In 2003, Jody Broun was a finalist for the Tattersalls Art Award from Brisbane, Queensland.

In 2005 Jody Broun won the Canberra Art Prize for her artwork "Half-Time Game". In the same year she also was a finalist for the Walkom Manning Art Prize from Taree New South Wales, the Heysen Prize for Australian Landscape from Hahndorf Academy South Australia, the Billigen Art Prize from Billigen New South Wales, and City Whyalla Art Prize from Whyalla, South Australia.

In 2006 Broun was a finalist for the Sunshine Coast Art Prize from Caloundra Queensland, the Heysen Prize for Australian Landscape from Hahndorf Academy South Australia, The Ergon Energy Central Queensland Art Award from Rockhampton Art Gallery Queensland, and the Stanthorpe Art Prize from Stanthrope Queensland.

Many of Broun's artworks have been used for Indigenous focused print. This includes and can be seen in Broun's artwork that was used in 1993 as Inaugural Equal Opportunities Calendar.

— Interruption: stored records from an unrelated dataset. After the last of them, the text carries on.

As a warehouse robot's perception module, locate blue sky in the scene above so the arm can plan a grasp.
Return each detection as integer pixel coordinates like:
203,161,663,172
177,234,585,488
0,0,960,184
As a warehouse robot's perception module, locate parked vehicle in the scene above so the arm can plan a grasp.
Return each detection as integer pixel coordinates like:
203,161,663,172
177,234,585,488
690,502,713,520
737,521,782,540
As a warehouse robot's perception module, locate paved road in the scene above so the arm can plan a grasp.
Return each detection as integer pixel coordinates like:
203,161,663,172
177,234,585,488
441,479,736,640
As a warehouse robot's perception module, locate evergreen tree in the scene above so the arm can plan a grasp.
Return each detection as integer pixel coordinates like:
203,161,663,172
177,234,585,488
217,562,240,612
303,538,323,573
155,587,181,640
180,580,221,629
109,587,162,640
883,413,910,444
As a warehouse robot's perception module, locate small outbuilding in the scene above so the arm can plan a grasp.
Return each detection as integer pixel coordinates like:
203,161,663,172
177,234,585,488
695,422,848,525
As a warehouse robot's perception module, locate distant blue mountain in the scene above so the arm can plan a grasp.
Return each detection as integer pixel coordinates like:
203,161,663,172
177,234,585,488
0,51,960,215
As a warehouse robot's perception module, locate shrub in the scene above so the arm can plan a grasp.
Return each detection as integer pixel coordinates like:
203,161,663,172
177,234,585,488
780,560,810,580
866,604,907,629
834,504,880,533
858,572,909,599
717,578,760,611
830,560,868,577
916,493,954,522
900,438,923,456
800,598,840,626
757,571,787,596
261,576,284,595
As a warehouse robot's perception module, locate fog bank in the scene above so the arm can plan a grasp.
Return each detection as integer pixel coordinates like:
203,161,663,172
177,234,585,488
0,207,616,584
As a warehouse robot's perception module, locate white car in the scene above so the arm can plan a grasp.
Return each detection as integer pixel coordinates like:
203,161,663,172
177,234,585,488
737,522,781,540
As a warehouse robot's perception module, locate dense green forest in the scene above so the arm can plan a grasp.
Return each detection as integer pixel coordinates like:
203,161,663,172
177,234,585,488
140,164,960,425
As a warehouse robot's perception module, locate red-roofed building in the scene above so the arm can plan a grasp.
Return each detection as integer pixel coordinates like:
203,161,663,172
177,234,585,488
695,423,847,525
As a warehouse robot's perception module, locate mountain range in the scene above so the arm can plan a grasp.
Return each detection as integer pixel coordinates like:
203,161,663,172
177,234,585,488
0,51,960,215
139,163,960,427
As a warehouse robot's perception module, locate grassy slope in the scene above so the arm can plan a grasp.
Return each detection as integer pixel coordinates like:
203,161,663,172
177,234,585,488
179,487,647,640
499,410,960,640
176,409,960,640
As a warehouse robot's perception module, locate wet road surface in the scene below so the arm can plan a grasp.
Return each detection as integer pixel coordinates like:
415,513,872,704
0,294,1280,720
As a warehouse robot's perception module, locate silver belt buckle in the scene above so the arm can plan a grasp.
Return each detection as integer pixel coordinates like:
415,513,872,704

Along with her 2002 artwork that was used as the Cover Design for the State Law Publisher (located in Perth, Western Australia), titled "Putting the Picture Together: The Gordon Inquiry into Response by Government Agencies to Complaints of Family Violence and Child Abuse in Aboriginal Communities". This theme is also prevalent and able to be seen in 2006 when Broun's artwork was used as the cover image for the Office of Indigenous Policy Coordination's calendar.

== Selected works ==

The most well-known artworks produced by Jody Broun include, "White Fellas Come To Talk Bout Land", which won the Telstra National Aboriginal and Torres Strait Islander Art Award in 1998.

Along with this award, Broun's artwork "Half-Time Game" won the Canberra Art Prize in 2005.